Colin Delany | August 30, 2010 - 3:39pm | Email This!
Politico's Morning Tech column has highlighted a clever use of mobile advertising in last week's Florida primaries:
As the Sunshine State headed to the polls yesterday, down-ballot candidates bought Google online ads on mobile geo-targeted to specific districts, hoping to capture people who are doing last-minute research while waiting in line at the polls. Democratic State Senator and Attorney General hopeful Dan Gelber, who easily won his primary, used mobile Google ads for a 24-hour blitz on primary day. Lisa Small, likely soon to be declared winner of her circuit court judge race, also used the strategy, Google told us.
"For us, the biggest distinguishing factor is that every major newspaper in the state endorsed Gelber, so that's a message we could get to voters in a few words in an ad, catching their attention on their phones as they're going into the polls," Christian Ulvert, Gelber's campaign aide, told us. "Lower voter turnout was expected, so we turned to the digital world."
Talk about in-the-moment targeting -- these ads were aimed at people getting ready to vote, quite possibly as they were standing in the booth and looking up unfamiliar candidates on their cell phones at the last minute. We can imagine the kind of queries that these candidates might have purchased, for instance "voter guides," "election," "voting" and of course the candidates' own names and those of their opponents (the folks at Google could no doubt help, since they could dig up information about what search terms people tend to use when they're researching candidates).

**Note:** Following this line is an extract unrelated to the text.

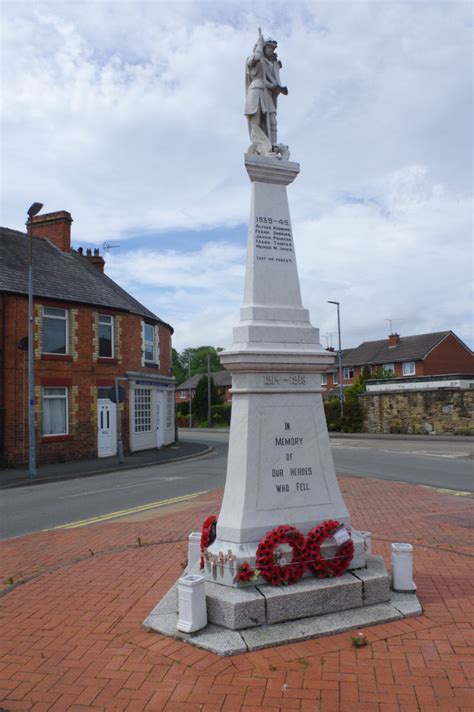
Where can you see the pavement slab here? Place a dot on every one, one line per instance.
(73, 602)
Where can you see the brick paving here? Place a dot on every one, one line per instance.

I'd be curious to see how much an effort like this cost, both in the aggregate and per-click, and also how many people actually responded -- though also note that a candidate's ad would function as a virtual yard sign even if the viewer doesn't click it. Obviously this tactic is about as niche an approach as you're going to see, but particularly in a close race that hasn't received much publicity, a handful of last-minute converts might make all the difference. Florida politics: taking late-cycle persuasion advertising to the limit!